Reinsurance costs have emerged as a major factor. The Fair Plan had sought to cover the costs of purchasing reinsurance although it had not yet actually done so. That has changed– the Fair Plan now has reinsurance, although at a price well above what was asked for originally.
Bowler indicated she would approve rates with the net reinsurance cost of $13 million. However, the net cost for the reinsurance actually purchased is about $28 million, according to the Fair Plan.
Golembeski declined to indicate how the new filing would address reinsurance costs.
Despite indications that a 28.4 percent statewide rate hike was called for, the Fair Plan last September requested a 12.5 percent hike across all homeowners policies to account for hurricane forecasts and reinsurance costs.
The Fair Plan’s original request included an average hike of 12.9 percent on the major homeowners forms (HO-2,3,5) and a slight 0.3 percent jump for tenants’ policies (HO-6). The association has also asked for an increase of 6.4 percent on dwelling policies statewide. Officials said actuarial indications support a filing for an increase of 29.3 percent for homeowners and 9.3 percent for dwellings.
The biggest increases are in store for coastal Cape Cod, where the Fair Plan has become the leading property insurer rather than the insurer of last resort as intended.
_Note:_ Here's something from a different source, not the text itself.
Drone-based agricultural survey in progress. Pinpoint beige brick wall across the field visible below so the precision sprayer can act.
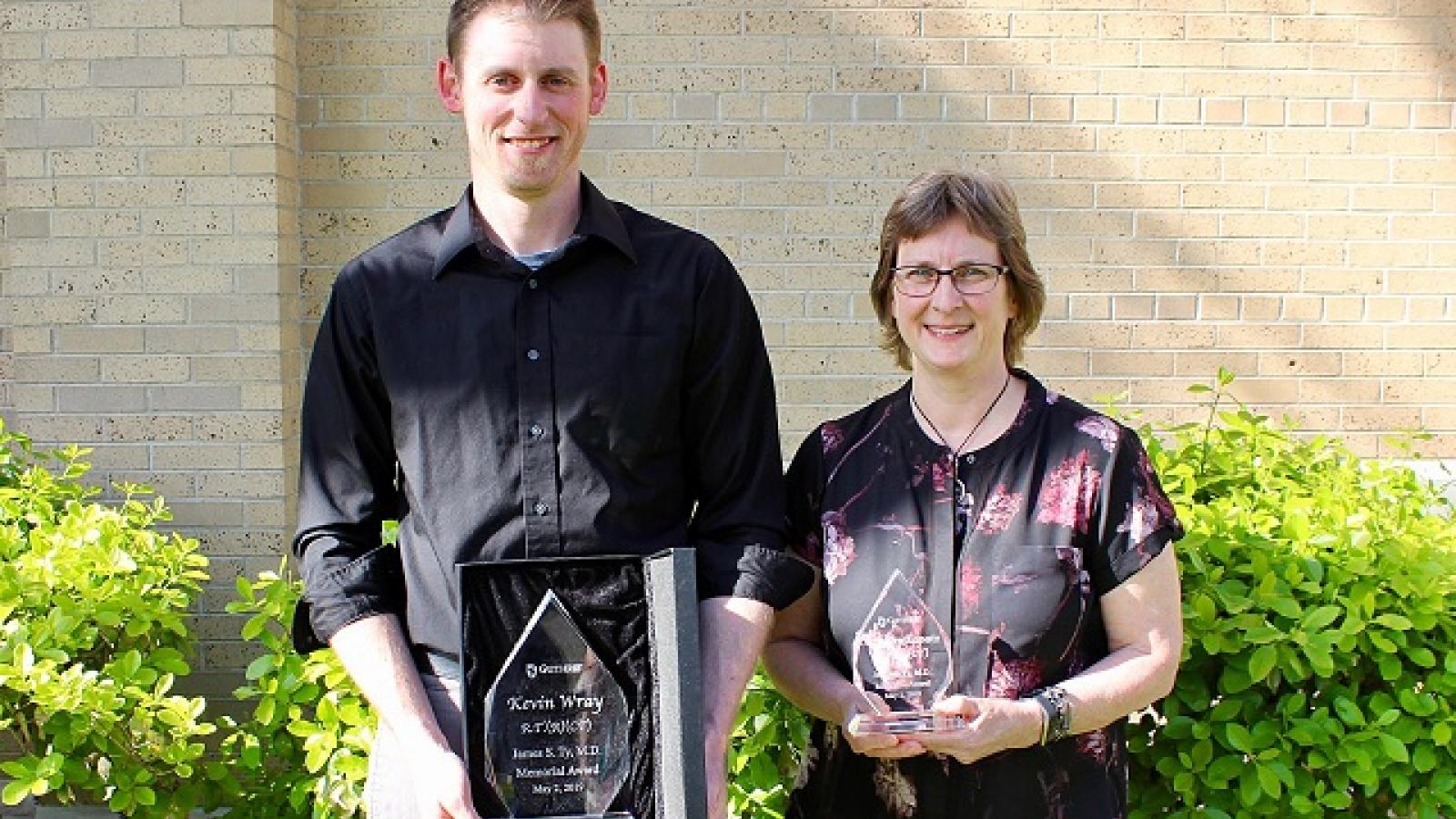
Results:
[0,0,298,686]
[0,0,1456,669]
For Cape homes, it has filed for an average 25 percent hike, although its actuaries maintain that experience supports as much as a 68 percent increase.
The Fair Plan is not the only property insurer grappling with hurricane models and reinsurance costs. These same forces are also driving private insurers to exit markets and raise rates, making the Fair Plan the most affordable and often only option for many Cape Cod and other coastal homeowners.